Manufacturing has benefited from an upswing in tech demand and a weak yen, which makes its exports cheaper globally. However, the yen's volatility - from uncertainty on the US trade situation and April's geopolitical tensions on the Korean peninsula (yen is a safe-haven asset, with over a 90% correlation to gold) - adds uncertainty and Japan's economy is still reliant on growing its export capacity. The economic boost from tech demand is likely to persist into Q3.
Short Term vs. Long Term
Overall, the situation is favorable for Japanese equities. There's a lot of liquidity in the system, which is likely to remain into 2018, and a lot of this will find its way into stocks.
But the longer-term picture is shakier due to the seemingly unresolvable demographics situation, rising fiscal burdens, a high debt load, and the BOJ's inability to stimulate the economy further using current policy levers.
I am long an index of Asia Pacific equities more generally, mostly because I believe the current situation is favorable in the short term and partly as an overall portfolio diversifier. But Japan, mostly due to its extreme level of indebtedness, is very susceptible to systemic shocks that could throw its currency and stock and bond markets for a loop.
Debt eventually needs to be paid and the combination of a low growth economy and debt at 2.5x annual economic output are not enviable circumstances. The BOJ has largely done all it can do with monetary transmission now fairly weak. More of the focus must necessarily shift to fiscal policy.
Getting out of an indebted situation will rely on printing money (which it's already doing through QE) and spending less relative to revenue taken in (hard to do as a consequence of demographics). The debt could also be written down or involve wealth transfers of some form in order to plug the gap. Some have bet on the BOJ losing control of the situation in some form, but even though the risks in Japan are skewed to the downside, there is absolutely no timetable on such a matter.
Muted consumption and sluggish business investment have undermined Japan's economy for nearly three decades. Expectations of weak growth and inflation have reinforced these trends in addition to an adverse demographic situation. High debt brings on greater systemic risk, but relatively stable economic conditions and ultra-accommodative monetary policy have kept debt funding costs low.
The BOJ is doing the right thing in keeping nominal interest rates well below the nominal growth rate through QE, which has helped stabilize the rate at which debt has grown relative to the growth rate of the economy. Its extensive easing regimen continues to introduce more liquidity into the system to directly support stock prices.
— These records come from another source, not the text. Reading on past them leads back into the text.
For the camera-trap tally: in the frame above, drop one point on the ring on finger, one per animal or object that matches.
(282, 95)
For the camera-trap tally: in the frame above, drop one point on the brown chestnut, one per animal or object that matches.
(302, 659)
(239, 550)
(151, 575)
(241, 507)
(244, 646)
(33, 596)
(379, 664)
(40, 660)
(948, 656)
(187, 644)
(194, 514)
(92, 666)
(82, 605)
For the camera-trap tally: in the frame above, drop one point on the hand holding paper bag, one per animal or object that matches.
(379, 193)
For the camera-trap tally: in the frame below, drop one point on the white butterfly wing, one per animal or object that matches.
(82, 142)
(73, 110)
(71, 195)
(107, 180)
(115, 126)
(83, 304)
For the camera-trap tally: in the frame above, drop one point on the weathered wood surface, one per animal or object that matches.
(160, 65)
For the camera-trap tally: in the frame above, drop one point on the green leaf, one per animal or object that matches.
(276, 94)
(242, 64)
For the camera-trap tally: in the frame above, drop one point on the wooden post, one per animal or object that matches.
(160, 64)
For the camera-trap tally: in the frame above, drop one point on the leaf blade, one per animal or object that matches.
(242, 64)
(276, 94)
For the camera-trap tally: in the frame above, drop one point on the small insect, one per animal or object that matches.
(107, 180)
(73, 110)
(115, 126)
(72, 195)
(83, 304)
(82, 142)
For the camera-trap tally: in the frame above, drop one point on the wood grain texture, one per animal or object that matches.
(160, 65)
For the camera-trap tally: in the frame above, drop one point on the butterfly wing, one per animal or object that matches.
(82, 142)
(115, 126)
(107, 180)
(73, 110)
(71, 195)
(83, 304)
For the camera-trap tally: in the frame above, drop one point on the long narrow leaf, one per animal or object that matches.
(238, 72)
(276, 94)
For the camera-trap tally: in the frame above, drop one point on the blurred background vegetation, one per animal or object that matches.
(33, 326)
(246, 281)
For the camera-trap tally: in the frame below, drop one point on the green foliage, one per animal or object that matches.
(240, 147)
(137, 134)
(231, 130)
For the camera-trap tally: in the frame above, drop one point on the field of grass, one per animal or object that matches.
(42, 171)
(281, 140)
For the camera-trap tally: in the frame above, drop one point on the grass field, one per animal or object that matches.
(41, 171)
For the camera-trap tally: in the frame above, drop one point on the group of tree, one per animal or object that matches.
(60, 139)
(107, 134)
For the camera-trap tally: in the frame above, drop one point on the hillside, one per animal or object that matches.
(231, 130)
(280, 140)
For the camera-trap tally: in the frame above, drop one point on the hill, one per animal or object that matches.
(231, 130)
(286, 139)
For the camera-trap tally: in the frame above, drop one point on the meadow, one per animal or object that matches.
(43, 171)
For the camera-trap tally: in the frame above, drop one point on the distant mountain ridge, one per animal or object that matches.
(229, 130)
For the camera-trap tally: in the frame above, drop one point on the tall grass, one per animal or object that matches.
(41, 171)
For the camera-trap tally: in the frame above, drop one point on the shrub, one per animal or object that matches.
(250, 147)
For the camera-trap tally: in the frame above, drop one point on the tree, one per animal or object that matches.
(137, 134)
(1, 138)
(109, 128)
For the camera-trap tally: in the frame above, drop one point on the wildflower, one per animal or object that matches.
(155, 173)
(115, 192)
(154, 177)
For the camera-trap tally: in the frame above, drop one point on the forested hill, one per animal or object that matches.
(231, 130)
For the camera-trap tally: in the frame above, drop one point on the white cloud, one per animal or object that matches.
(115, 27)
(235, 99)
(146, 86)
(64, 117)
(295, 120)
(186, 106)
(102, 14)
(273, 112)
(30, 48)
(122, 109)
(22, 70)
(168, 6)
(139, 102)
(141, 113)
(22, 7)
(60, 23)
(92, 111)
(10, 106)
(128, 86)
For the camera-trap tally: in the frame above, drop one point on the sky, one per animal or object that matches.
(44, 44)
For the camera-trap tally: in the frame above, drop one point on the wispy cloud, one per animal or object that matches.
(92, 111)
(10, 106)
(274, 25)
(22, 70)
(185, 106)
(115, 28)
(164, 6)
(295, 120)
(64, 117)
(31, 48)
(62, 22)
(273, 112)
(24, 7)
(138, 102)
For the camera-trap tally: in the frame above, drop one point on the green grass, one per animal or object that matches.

And global economic conditions appear relatively favorable through 2018, if not longer.
This has made some smaller level of exposure to Japanese equities a decent position to hold for now. Nevertheless, forward returns look mediocre going forward, like virtually all other developed markets.
Disclosure: I am/we are long VPL. I wrote this article myself, and it expresses my own opinions. I am not receiving compensation for it (other than from Seeking Alpha). I have no business relationship with any company whose stock is mentioned in this article.